Advancing policy research through quantum technology: Sophia Lin

As long as she can remember, Lin has been passionate about equity in education and curious about the policies surrounding it. Having learned about quantum computing and generative AI, she considered their vast potential to guide the future of education with lightning-fast predictive analytics. 

Quantum computers are very good at processing large amounts of data because they can perform multiple calculations simultaneously. This makes them excellent for AI tasks that need a lot of data processing, like Lin’s research. Under Zhuang’s mentorship, she developed an AI model, enhanced by quantum computing approaches, to analyze education dropout rates, identify areas of disparity, and inform more inclusive policies and support structures for students.

“We used our AI model to identify the specific factors that contribute to dropout rates and forecasted ten years into the future,” Lin said. “This allowed us to better understand the issues at hand and find ways to combat these disparities to ensure that the dropout rate decreases at the fastest rate possible.” 

Sophia Lin with her poster at AZSEF 2024
Sophia Lin with her poster at AZSEF 2024

Lin entered her “AI-Guided Prediction Control of High School Dropouts” research into the Arizona State Science Fair and was awarded second place in the Behavioral and Social Sciences category. Earning recognition in the top tier at AZSEF was exciting, and observing the other students’ work provided her with more inspiration. “I saw how much our youth is engaged in science and technology and how it will shape our future,” Lin said.

With AZSEF behind her, she plans to expand on her research using quantum computing approaches to enable more flexibility for adding new, more specific variables – such as age, sex, and ethnicity – and predict their rates of dropping out to recommend better support systems that improve their chances of success in college.

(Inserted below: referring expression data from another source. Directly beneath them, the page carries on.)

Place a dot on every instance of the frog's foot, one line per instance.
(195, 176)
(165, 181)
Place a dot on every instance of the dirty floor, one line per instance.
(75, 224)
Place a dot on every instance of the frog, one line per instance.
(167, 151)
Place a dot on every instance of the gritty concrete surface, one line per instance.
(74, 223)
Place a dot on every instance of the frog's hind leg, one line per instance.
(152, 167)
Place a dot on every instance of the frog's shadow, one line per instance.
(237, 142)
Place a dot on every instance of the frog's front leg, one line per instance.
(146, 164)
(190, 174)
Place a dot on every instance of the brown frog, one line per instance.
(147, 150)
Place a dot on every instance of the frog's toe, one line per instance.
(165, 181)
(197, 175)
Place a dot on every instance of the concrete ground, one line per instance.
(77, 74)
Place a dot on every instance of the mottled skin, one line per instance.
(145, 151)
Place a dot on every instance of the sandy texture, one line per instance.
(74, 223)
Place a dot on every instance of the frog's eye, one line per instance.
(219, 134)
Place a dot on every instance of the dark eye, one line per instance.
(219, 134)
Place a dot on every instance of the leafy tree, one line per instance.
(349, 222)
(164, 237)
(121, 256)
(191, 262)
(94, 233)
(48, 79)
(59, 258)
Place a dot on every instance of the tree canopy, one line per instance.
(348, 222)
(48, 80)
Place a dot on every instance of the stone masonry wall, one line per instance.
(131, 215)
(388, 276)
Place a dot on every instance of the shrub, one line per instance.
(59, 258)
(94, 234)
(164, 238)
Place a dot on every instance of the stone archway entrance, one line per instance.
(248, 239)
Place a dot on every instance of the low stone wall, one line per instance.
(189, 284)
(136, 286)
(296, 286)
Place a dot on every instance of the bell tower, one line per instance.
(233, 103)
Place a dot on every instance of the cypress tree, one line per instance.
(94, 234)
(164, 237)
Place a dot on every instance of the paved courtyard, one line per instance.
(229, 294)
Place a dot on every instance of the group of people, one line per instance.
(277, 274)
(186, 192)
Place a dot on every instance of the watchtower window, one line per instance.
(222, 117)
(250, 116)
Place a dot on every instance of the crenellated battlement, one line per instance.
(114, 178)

“Working with Professor Zhuang gave me a multifaceted perspective and helped me understand how technology can be applied to some of our most pressing issues,” she said.

Cultivating a cleaner environment with quantum computing: Prisha Shroff

When Shroff’s family encountered a massive wildfire while traveling in California in 2020, the crisis inspired her to explore how to predict and prevent wildfires from happening. Just a couple of years later, her innovative AI-based system can pinpoint wildfire-prone areas using real-time environmental data, such as temperature, precipitation, soil moisture and wind. 

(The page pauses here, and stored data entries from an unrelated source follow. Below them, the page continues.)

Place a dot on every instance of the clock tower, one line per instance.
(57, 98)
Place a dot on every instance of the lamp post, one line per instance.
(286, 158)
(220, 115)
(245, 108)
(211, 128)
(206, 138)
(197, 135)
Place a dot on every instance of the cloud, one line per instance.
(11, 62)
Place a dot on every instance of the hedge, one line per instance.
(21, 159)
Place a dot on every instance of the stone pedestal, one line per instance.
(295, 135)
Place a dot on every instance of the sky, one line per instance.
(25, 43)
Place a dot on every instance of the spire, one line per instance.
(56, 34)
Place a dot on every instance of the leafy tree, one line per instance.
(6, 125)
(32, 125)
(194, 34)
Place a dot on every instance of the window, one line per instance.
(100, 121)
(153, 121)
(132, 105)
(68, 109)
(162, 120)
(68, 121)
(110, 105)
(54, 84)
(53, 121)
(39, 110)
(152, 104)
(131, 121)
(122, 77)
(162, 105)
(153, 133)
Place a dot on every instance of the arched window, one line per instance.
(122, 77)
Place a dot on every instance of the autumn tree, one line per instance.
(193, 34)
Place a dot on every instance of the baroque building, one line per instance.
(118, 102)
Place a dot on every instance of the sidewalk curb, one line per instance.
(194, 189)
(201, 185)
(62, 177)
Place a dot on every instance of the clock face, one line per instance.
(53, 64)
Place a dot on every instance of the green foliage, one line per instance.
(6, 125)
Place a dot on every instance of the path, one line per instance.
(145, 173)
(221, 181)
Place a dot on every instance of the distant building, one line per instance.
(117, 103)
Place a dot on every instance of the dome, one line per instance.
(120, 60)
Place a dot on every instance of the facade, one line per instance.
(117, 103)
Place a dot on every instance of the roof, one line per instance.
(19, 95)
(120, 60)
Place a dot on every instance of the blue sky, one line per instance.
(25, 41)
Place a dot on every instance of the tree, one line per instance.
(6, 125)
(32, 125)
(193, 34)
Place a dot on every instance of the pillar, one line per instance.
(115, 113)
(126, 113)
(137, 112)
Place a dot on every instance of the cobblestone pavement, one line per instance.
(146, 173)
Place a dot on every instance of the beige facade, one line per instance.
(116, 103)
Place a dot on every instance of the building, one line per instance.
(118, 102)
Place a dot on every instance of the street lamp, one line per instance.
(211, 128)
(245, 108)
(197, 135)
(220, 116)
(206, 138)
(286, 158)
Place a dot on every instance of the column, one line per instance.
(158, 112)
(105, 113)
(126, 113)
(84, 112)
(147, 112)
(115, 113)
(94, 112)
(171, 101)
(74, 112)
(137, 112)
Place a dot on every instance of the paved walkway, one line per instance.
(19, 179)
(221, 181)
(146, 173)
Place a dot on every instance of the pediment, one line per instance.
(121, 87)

Shroff’s project, “AI-based Wildfire Prevention, Detection and Suppression System,” earned special recognition from NASA at the AZSEF, and she was awarded second place in the Systems Software Category. However, during this process, she realized she needed a better way to process vast data. She later learned about quantum computing at the SciTech: STEM and Innovation Summit. 

Prisha Shroff’s poster presentation for AZSEF 2024

To explore opportunities in quantum computing, Shroff joined the ASU internship program. With Zhuang’s support, she developed an approach for using quantum computers to accelerate the materials discovery process. 

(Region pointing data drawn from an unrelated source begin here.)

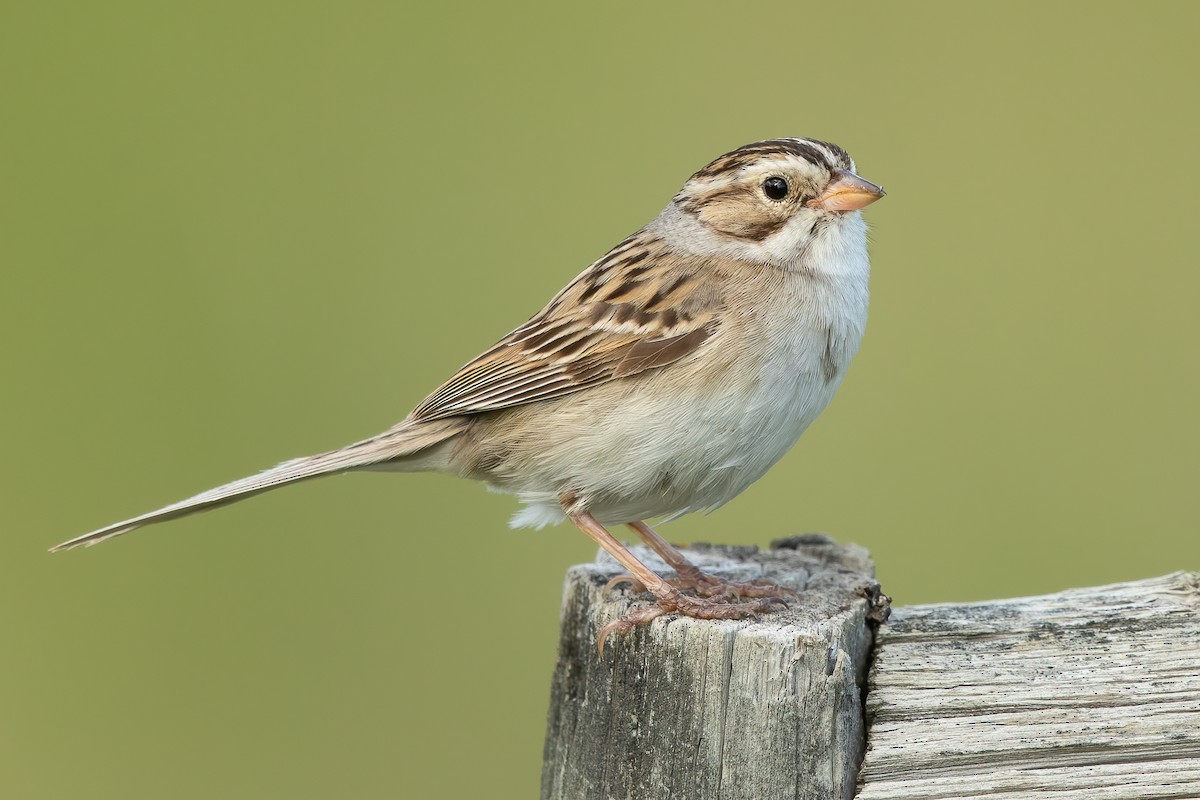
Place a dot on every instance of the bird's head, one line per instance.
(777, 198)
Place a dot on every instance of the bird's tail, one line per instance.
(397, 444)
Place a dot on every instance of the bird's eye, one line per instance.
(775, 188)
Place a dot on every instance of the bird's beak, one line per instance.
(846, 192)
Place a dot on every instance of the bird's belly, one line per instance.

Using both large language models and quantum computing as a framework, she is able to discover which material can best solve a problem. “It can narrow down all the information from across the web and identify a material to solve a problem,” said Shroff. “It’s kind of like a Materials ChatGPT.”

Shroff used the quantum computer and algorithm she developed to find the best material for absorbing CO2 from the atmosphere. The large language model analyzed specific material criteria in response to prompts like “What is the best material for absorbing carbon dioxide from the atmosphere?” 

Next, she paired the language model with her quantum computer and algorithm to perform molecular simulations. Through this process, Shroff identified the best material for CO2 absorption. 

The outcome of her work has the potential to contribute to a cleaner and healthier environment for all. Prisha’s passion for leveraging technology to solve real-world problems reflects what she considers a growing sense of accountability shared by her generation, especially around climate change.